The difference steeping makes is quite evident here, 3 orders with each juice purchased 1 week apart.

Reactions: Like 3 | Informative 2


----------



## Raslin (22/9/14)

Very noticeably different. Who sells this brand BTW.


----------



## Andre (22/9/14)

Raslin said:


> Very noticeably different. Who sells this brand BTW.


Adam & Eve Co

Reactions: Funny 4


----------



## Marzuq (22/9/14)

Alex said:


> The difference steeping makes is quite evident here, 3 orders with each juice purchased 1 week apart.

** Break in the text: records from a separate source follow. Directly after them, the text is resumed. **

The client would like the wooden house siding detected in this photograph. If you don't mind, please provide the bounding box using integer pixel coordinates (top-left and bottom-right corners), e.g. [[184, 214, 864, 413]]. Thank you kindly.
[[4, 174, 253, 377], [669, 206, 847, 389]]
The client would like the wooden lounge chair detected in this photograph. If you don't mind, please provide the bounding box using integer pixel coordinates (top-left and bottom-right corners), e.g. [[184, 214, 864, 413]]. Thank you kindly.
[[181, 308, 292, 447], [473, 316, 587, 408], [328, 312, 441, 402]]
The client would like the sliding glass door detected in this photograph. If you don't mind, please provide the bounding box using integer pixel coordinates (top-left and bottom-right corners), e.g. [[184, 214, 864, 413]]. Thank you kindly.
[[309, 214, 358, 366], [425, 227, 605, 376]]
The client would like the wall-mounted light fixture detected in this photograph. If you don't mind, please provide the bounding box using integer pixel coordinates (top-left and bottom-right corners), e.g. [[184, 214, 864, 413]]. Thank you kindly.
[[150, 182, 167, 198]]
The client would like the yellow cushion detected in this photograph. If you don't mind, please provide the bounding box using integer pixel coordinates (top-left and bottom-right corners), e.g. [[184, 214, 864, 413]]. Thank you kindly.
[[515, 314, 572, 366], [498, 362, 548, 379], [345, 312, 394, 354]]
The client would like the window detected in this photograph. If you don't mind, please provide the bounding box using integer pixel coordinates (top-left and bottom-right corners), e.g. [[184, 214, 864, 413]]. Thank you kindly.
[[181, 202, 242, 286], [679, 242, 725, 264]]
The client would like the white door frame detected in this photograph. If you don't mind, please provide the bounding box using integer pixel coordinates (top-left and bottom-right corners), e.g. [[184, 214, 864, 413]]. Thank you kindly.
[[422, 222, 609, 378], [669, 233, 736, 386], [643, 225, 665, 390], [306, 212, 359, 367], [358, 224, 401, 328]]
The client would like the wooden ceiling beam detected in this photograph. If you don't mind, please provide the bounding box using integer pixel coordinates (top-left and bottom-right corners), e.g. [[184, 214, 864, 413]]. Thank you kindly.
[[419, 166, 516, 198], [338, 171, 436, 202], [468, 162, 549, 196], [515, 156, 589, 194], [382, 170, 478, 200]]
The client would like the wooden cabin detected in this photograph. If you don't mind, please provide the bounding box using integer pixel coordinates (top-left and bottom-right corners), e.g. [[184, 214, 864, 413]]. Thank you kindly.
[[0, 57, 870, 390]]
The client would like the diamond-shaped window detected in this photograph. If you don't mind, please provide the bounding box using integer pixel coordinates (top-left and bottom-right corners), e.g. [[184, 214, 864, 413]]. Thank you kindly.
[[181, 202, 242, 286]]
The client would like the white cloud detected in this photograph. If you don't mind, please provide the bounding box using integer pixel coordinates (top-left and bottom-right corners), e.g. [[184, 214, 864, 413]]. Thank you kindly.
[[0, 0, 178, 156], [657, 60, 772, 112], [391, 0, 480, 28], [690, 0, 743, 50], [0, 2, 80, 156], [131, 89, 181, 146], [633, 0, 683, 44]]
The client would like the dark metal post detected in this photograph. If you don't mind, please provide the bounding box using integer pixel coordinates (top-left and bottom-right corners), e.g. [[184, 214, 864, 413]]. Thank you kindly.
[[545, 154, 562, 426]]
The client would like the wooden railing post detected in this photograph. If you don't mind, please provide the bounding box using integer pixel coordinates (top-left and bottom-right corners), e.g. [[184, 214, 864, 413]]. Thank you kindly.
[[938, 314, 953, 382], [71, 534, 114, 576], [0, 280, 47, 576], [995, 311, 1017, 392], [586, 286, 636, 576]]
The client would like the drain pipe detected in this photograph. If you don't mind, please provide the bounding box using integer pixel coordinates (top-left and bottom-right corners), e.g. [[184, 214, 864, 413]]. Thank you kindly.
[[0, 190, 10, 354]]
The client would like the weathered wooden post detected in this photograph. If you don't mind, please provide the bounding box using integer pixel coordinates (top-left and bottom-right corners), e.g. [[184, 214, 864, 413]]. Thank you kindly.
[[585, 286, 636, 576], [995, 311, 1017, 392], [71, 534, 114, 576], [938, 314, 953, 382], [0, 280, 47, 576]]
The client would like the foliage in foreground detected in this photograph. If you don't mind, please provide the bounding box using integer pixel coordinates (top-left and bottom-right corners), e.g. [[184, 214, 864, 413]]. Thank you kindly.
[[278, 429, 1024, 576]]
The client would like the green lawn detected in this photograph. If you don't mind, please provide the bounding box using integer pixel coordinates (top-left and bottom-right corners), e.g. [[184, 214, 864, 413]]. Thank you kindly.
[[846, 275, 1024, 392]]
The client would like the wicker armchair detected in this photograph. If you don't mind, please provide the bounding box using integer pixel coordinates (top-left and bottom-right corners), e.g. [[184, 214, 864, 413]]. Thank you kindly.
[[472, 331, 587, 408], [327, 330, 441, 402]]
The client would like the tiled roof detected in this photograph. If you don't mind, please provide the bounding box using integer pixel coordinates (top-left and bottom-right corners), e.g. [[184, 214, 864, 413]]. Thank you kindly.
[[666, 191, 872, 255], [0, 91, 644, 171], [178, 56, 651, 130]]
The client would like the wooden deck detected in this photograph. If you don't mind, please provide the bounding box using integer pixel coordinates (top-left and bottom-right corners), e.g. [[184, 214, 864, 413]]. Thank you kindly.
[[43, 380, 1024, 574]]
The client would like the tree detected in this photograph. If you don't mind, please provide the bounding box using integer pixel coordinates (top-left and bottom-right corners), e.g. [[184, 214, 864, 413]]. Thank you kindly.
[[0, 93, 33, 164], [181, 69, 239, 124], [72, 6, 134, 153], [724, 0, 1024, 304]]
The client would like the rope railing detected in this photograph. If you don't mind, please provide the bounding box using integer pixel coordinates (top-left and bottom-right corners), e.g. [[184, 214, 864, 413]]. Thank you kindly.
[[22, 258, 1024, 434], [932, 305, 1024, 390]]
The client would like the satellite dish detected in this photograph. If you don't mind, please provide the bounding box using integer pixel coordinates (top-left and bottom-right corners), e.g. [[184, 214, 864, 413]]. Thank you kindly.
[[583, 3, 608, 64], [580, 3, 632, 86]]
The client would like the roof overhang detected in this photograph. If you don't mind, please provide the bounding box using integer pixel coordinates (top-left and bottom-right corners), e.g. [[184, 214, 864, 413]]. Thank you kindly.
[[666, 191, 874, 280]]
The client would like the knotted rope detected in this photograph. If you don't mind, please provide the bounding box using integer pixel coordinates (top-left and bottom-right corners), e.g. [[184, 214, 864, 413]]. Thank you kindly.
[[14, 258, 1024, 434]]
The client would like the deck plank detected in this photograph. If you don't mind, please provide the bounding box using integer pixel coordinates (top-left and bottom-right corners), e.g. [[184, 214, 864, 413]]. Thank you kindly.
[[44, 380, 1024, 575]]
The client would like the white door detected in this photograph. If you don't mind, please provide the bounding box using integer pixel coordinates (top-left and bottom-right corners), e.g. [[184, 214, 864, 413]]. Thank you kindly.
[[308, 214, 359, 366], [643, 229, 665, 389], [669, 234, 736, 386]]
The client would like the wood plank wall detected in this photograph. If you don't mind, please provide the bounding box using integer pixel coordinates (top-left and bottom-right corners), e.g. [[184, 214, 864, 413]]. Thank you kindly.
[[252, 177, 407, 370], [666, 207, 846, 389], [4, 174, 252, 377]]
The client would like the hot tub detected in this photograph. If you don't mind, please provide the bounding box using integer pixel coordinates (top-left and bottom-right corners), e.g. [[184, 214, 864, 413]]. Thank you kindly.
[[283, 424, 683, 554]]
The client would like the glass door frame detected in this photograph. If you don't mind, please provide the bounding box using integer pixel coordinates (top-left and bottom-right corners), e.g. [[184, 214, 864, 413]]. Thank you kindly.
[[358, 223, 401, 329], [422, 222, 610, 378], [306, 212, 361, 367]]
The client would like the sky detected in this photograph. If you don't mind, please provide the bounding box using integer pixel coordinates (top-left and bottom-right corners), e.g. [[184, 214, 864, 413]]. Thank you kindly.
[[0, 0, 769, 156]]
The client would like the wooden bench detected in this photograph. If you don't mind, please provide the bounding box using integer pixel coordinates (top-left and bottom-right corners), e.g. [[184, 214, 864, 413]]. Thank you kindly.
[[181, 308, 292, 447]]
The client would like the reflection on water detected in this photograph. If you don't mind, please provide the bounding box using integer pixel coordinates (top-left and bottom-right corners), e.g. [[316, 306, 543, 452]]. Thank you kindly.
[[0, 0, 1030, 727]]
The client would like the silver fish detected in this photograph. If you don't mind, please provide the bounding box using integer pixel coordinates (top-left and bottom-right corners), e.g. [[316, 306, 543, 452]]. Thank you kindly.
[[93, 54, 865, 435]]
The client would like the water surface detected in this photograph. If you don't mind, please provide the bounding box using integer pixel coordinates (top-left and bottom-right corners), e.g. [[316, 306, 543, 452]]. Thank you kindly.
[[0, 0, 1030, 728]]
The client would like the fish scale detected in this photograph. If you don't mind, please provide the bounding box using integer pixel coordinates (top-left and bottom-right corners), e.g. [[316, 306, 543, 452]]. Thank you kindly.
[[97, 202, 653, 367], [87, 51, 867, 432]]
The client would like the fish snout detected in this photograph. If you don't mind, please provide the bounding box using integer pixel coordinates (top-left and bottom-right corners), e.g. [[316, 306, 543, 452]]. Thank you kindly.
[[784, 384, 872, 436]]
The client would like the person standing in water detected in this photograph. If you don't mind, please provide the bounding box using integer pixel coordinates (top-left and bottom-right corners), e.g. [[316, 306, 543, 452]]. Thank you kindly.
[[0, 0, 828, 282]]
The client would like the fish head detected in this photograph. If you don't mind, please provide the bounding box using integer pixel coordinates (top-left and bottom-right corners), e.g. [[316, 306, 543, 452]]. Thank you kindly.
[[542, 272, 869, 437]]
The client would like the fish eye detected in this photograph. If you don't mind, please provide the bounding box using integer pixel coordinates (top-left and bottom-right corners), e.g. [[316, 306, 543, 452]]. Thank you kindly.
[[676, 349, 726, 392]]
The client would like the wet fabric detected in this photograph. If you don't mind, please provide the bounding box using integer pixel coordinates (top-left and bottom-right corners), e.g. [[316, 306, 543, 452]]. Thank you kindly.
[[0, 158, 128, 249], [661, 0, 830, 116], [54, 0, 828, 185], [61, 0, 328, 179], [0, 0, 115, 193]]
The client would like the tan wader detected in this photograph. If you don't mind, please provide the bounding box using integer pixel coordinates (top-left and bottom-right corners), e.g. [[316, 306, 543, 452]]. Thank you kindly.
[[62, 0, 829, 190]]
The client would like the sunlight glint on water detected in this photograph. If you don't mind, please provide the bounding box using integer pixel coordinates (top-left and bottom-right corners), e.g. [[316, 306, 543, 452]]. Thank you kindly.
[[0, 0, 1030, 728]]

That's insane. Only a week difference between each bottle. I wud never have guessed such a big change 

Sent from my SM-N9005 using Tapatalk


----------



## Alex (22/9/14)

Marzuq said:


> That's insane. Only a week difference between each bottle. I wud never have guessed such a big change
> 
> Sent from my SM-N9005 using Tapatalk


 
Could also be an effective way of marketing your juice on Reddit

Reactions: Agree 1


----------



## Marzuq (22/9/14)

Alex said:


> Could also be an effective way of marketing your juice on Reddit



Lol indeed 

Sent from my SM-N9005 using Tapatalk


----------



## DoubleD (23/9/14)

Would be interesting to know what the difference is when vaped.


----------



## Yiannaki (23/9/14)

That is a major change in colour over such a short period!

I wonder if any of those speedy steep methods were used?


----------